Do high-resistant varieties need fungicides? It's a big question for many growers, but now new work has shown that even in low-pressure years on high-resistance varieties, fungicides preserve green leaf area and yield.

The findings have led industry experts to unite in a call to preserve genetic resistance and chemistry through the use of robust fungicide programmes on high-scoring resistant varieties, even when disease is low.

Delving deep into the science, Bill Angus, of F1 Seeds, and Dr Julie Smith, ADAS Senior Plant Pathologist, joined members of BASF’s fungicide team, for a recent webinar discussion into the interaction between genetics and chemistry at the company’s Real Results Virtual Farm.

The data-packed webinar explored how changing variety profiles, pathogen evolution, a new metric for canopy health and molecular leaf analysis, are all pointing to one thing: even in low disease pressure years, high-resistant varieties need fungicides for disease control and resistance management of both resources.

With more than 40 years of wheat breeding experience, Mr Angus said: “This is the one year when growers really needed to get out to see trials; we’re seeing some dramatic changes in varietal resistance."

Using the example of Cougar and septoria, he explained how quickly pathogens adapted. “Just two years after Cougar’s introduction to the UK market in 2013, AHDB were aware of isolates of septoria tritici that could overcome the variety’s genetic resistance.”

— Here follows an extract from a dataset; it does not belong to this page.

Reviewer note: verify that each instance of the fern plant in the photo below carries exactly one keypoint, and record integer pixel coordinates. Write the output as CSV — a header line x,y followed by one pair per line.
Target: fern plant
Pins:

“Breeders used Cougar as a parent to enhance septoria resistance in new varieties but that resistance is likely to be short-lived. With nine of the 17 new candidates in Recommended List Trials being Cougar derivatives, there’s a real concern,” he added.

It was the first of his take-home messages but another was check the parentage of any variety you’re thinking of growing. Among his many other recommendations were his choice of varieties for the coming season.

Mr Angus concluded with the importance of using the strongest genetics and the strongest Septoria fungicides in synergy. “Genetics protect the chemistry, and chemistry protects the genetics,” he said.

The speed with which genetic and chemistry can break down was also emphasised by Dr Julie Smith: “These resources aren’t infinite and behind the scenes companies are working flat out to maintain the status quo and ensure we have a supply of effective varietal resistance and fungicides."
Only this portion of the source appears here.